En novembre, deux journalistes norvégiens qui enquêtaient sur la situation des travailleuses et travailleurs migrants ont été placés en détention pour violation de propriété privée et pour y avoir filmé des images, allégations réfutées par les deux hommes. Ils ont été interrogés sur leur reportage et tout leur équipement leur a été confisqué. Ils ont été libérés 36 heures plus tard sans inculpation.
Plus tôt pendant leur séjour, les deux journalistes devaient interviewer Abdullah Ibhais, l’ancien directeur de la communication de l’entité organisatrice de la Coupe de monde de football 2022 au Qatar, mais celui-ci a été arrêté le 15 novembre, quelques heures avant l’entretien prévu. Il a été soumis à cette arrestation arbitraire alors qu’il faisait appel d’une peine de prison de cinq ans prononcée à l’issue d’un procès inéquitable fondé sur des « aveux » obtenus sous la contrainte, en l’absence d’un·e avocat·e4. Le 15 décembre, il a été débouté en appel par une juridiction qui l’a condamné à trois ans de prison.
Droits des femmes
Les femmes étaient toujours en butte à des discriminations, dans la législation et dans la pratique. Dans le cadre du système de tutelle, elles restaient liées à leur tuteur masculin, généralement leur père, frère, grand-père ou oncle ou, pour les femmes mariées, leur mari. Les femmes avaient toujours besoin de l’autorisation de leur tuteur pour prendre des décisions de vie essentielles, comme se marier, étudier à l’étranger grâce à des bourses du gouvernement, occuper de nombreux emplois de la fonction publique, voyager à l’étranger jusqu’à un certain âge et recevoir certains types de soins de santé reproductive.

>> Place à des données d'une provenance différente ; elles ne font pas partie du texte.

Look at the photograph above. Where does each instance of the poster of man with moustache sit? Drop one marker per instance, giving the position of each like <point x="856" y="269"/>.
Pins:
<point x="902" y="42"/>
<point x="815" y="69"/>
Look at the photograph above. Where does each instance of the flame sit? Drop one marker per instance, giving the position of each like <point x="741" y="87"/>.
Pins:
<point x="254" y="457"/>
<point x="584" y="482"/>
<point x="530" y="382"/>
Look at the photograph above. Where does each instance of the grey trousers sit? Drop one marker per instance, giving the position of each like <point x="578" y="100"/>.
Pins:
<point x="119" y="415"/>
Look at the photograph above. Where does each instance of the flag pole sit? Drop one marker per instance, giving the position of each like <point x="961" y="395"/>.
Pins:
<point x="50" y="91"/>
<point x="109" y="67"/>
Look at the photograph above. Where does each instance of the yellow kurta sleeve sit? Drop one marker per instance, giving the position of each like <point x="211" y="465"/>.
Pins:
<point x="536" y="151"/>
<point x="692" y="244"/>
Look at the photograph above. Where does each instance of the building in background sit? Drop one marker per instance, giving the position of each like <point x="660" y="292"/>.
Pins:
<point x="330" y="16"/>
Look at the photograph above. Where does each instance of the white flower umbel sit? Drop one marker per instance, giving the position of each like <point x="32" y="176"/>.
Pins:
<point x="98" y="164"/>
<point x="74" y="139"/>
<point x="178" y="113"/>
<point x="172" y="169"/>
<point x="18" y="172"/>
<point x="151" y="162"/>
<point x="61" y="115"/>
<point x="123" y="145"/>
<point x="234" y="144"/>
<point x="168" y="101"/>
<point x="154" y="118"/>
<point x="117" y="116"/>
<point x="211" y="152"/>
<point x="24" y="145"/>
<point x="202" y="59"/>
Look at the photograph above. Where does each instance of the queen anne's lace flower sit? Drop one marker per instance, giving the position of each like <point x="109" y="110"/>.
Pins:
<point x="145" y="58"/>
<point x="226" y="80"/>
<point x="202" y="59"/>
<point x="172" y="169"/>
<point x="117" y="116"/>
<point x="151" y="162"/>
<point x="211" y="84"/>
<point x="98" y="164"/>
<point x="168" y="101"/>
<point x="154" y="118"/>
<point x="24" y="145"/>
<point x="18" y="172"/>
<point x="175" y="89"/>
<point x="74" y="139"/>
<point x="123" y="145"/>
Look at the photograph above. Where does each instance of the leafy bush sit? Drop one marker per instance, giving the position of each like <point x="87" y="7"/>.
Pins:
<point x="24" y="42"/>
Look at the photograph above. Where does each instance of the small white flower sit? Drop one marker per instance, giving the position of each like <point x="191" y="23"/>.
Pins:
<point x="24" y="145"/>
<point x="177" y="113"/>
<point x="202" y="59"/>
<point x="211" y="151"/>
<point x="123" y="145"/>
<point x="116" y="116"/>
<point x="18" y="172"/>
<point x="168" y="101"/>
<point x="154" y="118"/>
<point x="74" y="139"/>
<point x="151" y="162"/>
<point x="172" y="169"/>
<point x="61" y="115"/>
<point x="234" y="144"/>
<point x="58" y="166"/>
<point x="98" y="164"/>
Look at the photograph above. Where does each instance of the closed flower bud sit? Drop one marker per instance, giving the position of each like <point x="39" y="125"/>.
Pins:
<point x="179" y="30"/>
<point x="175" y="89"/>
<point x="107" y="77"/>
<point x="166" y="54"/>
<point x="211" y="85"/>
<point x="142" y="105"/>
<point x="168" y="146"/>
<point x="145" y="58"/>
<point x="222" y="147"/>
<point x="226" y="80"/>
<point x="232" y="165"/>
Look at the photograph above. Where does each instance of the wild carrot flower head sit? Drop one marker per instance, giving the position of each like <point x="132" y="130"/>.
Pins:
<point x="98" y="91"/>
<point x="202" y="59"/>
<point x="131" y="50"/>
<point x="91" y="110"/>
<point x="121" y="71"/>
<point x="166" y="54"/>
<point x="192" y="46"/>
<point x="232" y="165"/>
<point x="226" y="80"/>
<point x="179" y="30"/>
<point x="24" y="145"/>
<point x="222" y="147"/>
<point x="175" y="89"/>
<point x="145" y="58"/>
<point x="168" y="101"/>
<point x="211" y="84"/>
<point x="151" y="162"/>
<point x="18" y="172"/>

La législation relative à la famille restait discriminatoire à l’égard des femmes, pour qui il était difficile de divorcer. Les femmes divorcées ne pouvaient toujours pas avoir la tutelle de leurs enfants.
En mars, le gouvernement a contesté les conclusions d’un rapport de Human Rights Watch sur la discrimination à l’égard des femmes au Qatar et a promis d’enquêter et d’engager des poursuites contre toute personne ayant enfreint la loi. À la fin de l’année, aucune enquête n’avait été menée.
Noof al Maadeed, une femme qatarienne de 23 ans qui avait sollicité l’asile au Royaume-Uni, affirmant qu’elle subissait des violences familiales, a décidé de retourner au Qatar après avoir demandé des garanties aux autorités. Elle a commencé à relater son parcours sur les réseaux sociaux, mais les dernières nouvelles de sa part dataient du 13 octobre. Elle avait auparavant signalé à la police des menaces de la part sa famille. Même si les autorités ont affirmé qu’elle était en sécurité, on ignorait toujours où elle se trouvait, ce qui soulevait des craintes quant à sa sécurité.
Droits des lesbiennes, des gays et des personnes bisexuelles, transgenres ou intersexes
Le Code pénal érigeait toujours la « sodomie » ou les relations sexuelles entre hommes en infraction passible de peines pouvant aller jusqu’à sept ans de prison. L’article 296 disposait que « conduire ou inciter un homme de quelque façon, y compris par la séduction, à commettre un acte de sodomie ou de débauche » et « provoquer ou séduire un homme ou une femme, de quelque façon, dans le but de commettre des actes immoraux ou illégaux » constituaient des infractions.
En février, Mashrou Leila, un groupe de rock libanais dont le chanteur principal était ouvertement gay, a annulé son concert prévu sur le campus de l’université Northwestern à Doha pour des « raisons de sécurité » après de vives réactions homophobes sur Internet.
Peine de mort
En février, l’émir a annulé l’exécution d’un Tunisien déclaré coupable d’homicide. Aucune exécution n’a été signalée.